Hamas is an arm of the Muslim Brotherhood and has a widespread base of support across the Muslim world which is dotted with branches of the Brotherhood, but its ethnic power base is also grounded in the key clans and families that control Gaza. That is why Hamas still retains the support of the majority of the Muslim colonists currently occupying Gaza. It’s also why those same ‘civilians’ held Israeli hostages prisoner and could be trusted not to inform on them.
The latest Palestinian Center for Policy and Survey Research poll shows that 71% of Gazans support the Hamas atrocities of Oct 7 and 56% expect Hamas to win the war. 62% in Gaza are happy with the performance of Hamas during the war and 59% want Hamas to stay in power.
That’s because they are Hamas and the terror group is also them.
Greenfield goes on to dispel the “myth” of the Palestinians, who are thought to be the “indigenous” people of the land. Instead, he says, “The reality is that they were Arab settlers who arrived with and after the Islamic conquest of Israel.” Clans and families play a critical role in the ensuing structure.
It’s not just that Hamas uses human shields, which it certainly does, it’s that its infrastructure depends on clans whose adults provide fighters and whose women and children act as human shields for the greater glory of the clan and for Islam. The same clans that will kill teenage girls for violating family honor will also serve up even younger children as human shields for honor.

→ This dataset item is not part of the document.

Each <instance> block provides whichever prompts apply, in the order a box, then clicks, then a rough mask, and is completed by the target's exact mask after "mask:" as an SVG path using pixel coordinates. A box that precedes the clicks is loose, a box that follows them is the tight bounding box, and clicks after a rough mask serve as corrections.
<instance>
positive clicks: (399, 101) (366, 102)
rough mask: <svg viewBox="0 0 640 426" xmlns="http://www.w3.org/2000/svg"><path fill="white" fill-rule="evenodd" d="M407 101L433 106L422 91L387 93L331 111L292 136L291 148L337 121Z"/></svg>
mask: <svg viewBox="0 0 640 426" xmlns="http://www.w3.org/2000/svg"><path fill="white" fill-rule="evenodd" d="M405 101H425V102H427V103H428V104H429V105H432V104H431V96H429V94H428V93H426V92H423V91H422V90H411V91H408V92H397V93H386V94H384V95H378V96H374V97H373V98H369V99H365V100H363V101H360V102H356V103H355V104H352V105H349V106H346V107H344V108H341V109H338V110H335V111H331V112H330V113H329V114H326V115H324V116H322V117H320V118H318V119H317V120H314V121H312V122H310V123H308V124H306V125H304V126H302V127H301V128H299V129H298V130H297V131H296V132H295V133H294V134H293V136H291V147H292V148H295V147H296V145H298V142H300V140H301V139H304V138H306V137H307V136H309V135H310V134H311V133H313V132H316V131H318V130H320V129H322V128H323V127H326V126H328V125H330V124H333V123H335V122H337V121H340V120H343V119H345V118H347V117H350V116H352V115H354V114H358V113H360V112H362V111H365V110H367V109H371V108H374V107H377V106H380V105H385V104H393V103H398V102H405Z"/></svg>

There is no way for Israel to rescue its hostages without going into dense neighborhoods under the control of the clans to get them out. And that will lead to firefights and ‘Black Hawk Down’ moments. Clan members, who never identify themselves as such, will cry that they were massacred. And foreign leaders and the media will condemn the deaths of ‘civilians’.
Defeating Hamas without civilian casualties is impossible because the Islamic terrorist group not only operates among civilians, but is rooted in the society of Gaza.
Greenfield further hashes this out, saying, “There are no civilians in Gaza. The vast majority of the population supports Hamas or some Islamic terrorist movement. Only a tiny minority opposes Islamic terrorism and wants peace.” He concludes:
Hamas can’t be defeated by waiting until its terrorists take off their civilian clothes and put on uniforms. Hamas are the civilians. They are the ones holding the hostages. The only way to free the hostages and defeat the terrorists is to destroy the terror culture in whatever form it takes.